With their tight salary cap and limited ability to add free agents, their ability to find a quarterback in free agency who even plays at the level Wilson did when coach Sean Payton benched him is maybe/maybe not at most a gamble.

Of course, you don't get much done in the NFL without a guy behind center who can handle all facets of the job, including crunch times, meetings, locker rooms and prime time.

But the Broncos need a plan, an adjustment and a little patience. Mahomes isn't even in his prime playing years if he stays healthy, and the Broncos have changed coaches, point guards, quarterbacks and management like they were dry cleaning.

They signed Wilson, Randy Gregory and Frank Clark, then shipped them out – dead money be damned – in two seasons or less.

The Broncos need to dig in, pick a path and stay there – at quarterback, in the draft and in free agency. And it's not about Sean Payton, George Paton or even the next quarterback who opens a season behind center. It's owner/CEO Greg Penner's fault.

As the Broncos move within the Walton-Penner group, Penner's challenge is to make sure the salary cap remains manageable, the draft is used as it should be and those who report to him have good answers. He must ensure that the new players do not get rid of the old players.

The Broncos have led change in the league over the past eight years. Quarterback changes, depth chart changes, coaching changes, general manager changes and even ownership changes.

And change almost always follows NFL failure, an annual rite of passage when the public demands heads roll over the inability to even sniff the playoffs. But the change didn't work out at all for the Broncos.

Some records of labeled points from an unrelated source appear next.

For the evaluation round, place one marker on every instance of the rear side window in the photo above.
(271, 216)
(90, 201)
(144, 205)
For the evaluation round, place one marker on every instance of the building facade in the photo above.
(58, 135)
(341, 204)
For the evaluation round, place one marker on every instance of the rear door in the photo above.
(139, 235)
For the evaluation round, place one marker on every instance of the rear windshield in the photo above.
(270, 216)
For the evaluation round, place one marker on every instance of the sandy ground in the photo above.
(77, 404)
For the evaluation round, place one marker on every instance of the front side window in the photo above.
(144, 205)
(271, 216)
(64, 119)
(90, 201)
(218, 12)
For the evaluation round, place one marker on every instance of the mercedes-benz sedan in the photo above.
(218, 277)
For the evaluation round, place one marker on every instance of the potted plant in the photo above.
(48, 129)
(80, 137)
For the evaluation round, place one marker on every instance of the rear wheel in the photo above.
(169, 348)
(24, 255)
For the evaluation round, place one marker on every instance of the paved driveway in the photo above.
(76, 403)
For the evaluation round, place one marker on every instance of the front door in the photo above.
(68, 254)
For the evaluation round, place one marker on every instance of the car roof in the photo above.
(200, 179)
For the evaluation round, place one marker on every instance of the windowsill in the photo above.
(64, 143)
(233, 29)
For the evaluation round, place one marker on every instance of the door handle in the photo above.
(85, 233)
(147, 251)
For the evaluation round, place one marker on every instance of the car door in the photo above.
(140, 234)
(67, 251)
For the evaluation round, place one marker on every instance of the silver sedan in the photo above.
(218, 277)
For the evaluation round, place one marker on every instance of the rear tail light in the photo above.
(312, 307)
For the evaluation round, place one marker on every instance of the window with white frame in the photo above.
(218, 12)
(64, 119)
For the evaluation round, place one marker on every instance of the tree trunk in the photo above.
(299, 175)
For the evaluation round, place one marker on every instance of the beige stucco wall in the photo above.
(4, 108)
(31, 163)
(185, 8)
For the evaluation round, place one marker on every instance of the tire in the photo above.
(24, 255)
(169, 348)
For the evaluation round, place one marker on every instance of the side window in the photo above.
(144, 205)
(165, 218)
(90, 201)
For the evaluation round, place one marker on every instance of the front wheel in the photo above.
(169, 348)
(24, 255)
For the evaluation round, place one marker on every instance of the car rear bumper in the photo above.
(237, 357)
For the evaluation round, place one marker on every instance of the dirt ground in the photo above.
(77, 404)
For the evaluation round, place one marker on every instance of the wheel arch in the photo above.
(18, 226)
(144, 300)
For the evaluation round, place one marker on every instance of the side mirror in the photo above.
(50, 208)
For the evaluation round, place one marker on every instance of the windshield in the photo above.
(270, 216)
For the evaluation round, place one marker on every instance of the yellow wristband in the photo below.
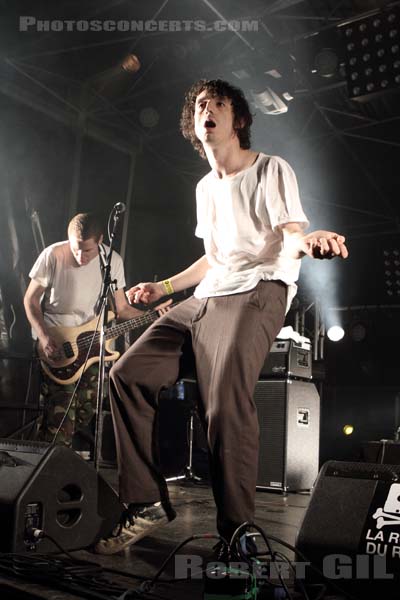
(168, 286)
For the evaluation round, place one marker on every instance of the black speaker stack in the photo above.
(288, 407)
(351, 530)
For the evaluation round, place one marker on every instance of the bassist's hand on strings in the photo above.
(146, 292)
(50, 349)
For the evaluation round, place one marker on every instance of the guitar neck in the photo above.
(146, 319)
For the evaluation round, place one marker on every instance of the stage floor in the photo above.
(276, 514)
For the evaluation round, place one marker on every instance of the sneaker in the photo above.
(134, 526)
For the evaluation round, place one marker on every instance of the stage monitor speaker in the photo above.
(51, 488)
(288, 413)
(351, 528)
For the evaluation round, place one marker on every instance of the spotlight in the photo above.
(268, 102)
(391, 263)
(335, 333)
(131, 63)
(348, 429)
(372, 48)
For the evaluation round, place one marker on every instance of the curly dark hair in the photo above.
(242, 119)
(85, 226)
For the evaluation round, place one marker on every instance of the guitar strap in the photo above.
(103, 262)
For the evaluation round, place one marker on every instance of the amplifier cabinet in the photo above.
(288, 359)
(289, 414)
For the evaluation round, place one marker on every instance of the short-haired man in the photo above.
(252, 223)
(65, 285)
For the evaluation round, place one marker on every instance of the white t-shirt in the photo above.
(239, 218)
(71, 290)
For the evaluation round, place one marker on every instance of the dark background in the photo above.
(74, 137)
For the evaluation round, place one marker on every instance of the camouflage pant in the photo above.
(55, 399)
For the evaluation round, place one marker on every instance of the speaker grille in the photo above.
(288, 413)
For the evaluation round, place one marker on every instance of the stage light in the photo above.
(372, 53)
(335, 333)
(348, 429)
(391, 264)
(268, 102)
(131, 63)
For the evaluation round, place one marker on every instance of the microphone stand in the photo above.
(103, 310)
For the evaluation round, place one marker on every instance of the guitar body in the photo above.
(74, 343)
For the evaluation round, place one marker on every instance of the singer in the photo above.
(65, 284)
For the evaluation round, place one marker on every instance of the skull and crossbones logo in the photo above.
(390, 513)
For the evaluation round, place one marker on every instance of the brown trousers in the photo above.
(230, 337)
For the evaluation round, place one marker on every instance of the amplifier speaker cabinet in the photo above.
(50, 488)
(289, 415)
(351, 530)
(288, 358)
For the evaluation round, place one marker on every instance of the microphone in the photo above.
(119, 208)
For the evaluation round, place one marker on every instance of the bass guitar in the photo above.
(78, 343)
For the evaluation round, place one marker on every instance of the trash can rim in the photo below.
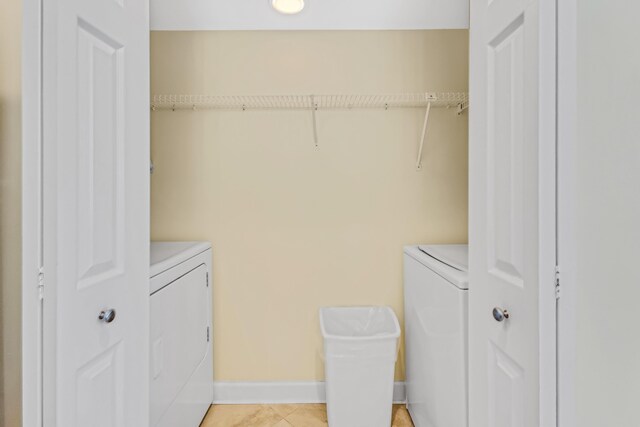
(376, 337)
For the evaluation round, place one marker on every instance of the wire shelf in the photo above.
(309, 102)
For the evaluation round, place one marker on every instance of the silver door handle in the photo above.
(500, 314)
(107, 316)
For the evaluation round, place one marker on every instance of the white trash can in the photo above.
(360, 351)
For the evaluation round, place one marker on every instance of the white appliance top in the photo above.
(449, 261)
(456, 256)
(165, 255)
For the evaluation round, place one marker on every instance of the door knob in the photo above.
(500, 314)
(107, 316)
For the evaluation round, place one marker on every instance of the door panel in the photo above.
(512, 212)
(96, 212)
(100, 156)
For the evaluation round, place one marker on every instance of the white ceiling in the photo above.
(317, 15)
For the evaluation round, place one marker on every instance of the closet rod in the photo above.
(174, 102)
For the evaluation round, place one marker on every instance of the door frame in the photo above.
(567, 146)
(32, 249)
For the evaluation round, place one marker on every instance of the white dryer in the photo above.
(436, 334)
(181, 365)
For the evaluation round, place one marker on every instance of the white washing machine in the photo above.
(436, 334)
(181, 365)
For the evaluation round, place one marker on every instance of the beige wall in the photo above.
(294, 227)
(10, 240)
(607, 222)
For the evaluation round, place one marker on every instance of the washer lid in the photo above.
(165, 255)
(456, 256)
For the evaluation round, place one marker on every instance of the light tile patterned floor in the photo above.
(307, 415)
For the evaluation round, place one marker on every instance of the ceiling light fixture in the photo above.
(288, 7)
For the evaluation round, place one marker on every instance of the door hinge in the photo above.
(41, 283)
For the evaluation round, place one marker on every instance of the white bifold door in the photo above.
(95, 213)
(512, 213)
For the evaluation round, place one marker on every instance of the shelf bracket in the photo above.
(424, 134)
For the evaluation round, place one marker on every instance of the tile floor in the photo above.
(307, 415)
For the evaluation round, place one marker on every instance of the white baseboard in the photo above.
(280, 392)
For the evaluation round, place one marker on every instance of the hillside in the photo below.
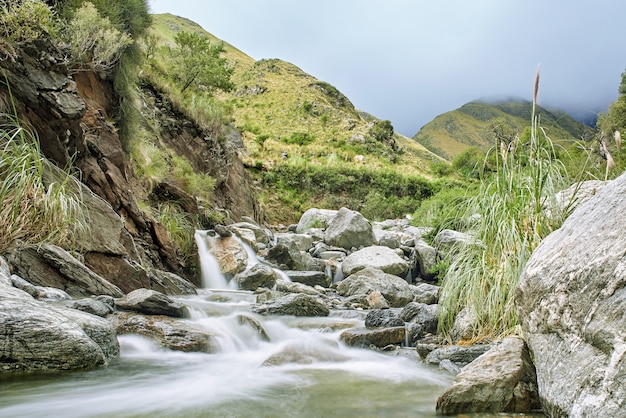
(474, 124)
(283, 111)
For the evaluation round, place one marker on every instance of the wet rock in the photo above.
(296, 304)
(50, 265)
(349, 229)
(315, 219)
(422, 319)
(375, 256)
(395, 290)
(92, 306)
(501, 380)
(378, 337)
(38, 337)
(309, 278)
(151, 302)
(379, 318)
(259, 275)
(460, 355)
(169, 333)
(571, 300)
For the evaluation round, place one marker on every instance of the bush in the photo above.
(93, 42)
(22, 20)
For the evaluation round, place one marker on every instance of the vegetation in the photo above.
(517, 209)
(38, 204)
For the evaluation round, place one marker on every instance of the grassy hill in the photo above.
(293, 124)
(476, 124)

The Broncos had two ways with Wilson. Make a blockbuster trade to sign him to the mega-deal and commit to making it work for three to five years. Or just not close the deal in the first place and take another fork in the road instead.

The Broncos did neither. They made the deal and didn't commit to it. Because of change, because of impatience, because they don't hold on to anything these days.

With one of the tightest salary caps in the league, a thin depth chart with three of their own first-round picks and a four-year stretch in which they picked three times in the top 45, the Broncos are ready for a painful 2024. .

And what they do from here, not only at the quarterback position, but with the depth chart surrounding it, will determine whether they can regain franchise glory. It could also determine whether they'll be another lost soul staring into a glass at Last Call in memory mode, talking about past victories while wondering, once again, where it all went.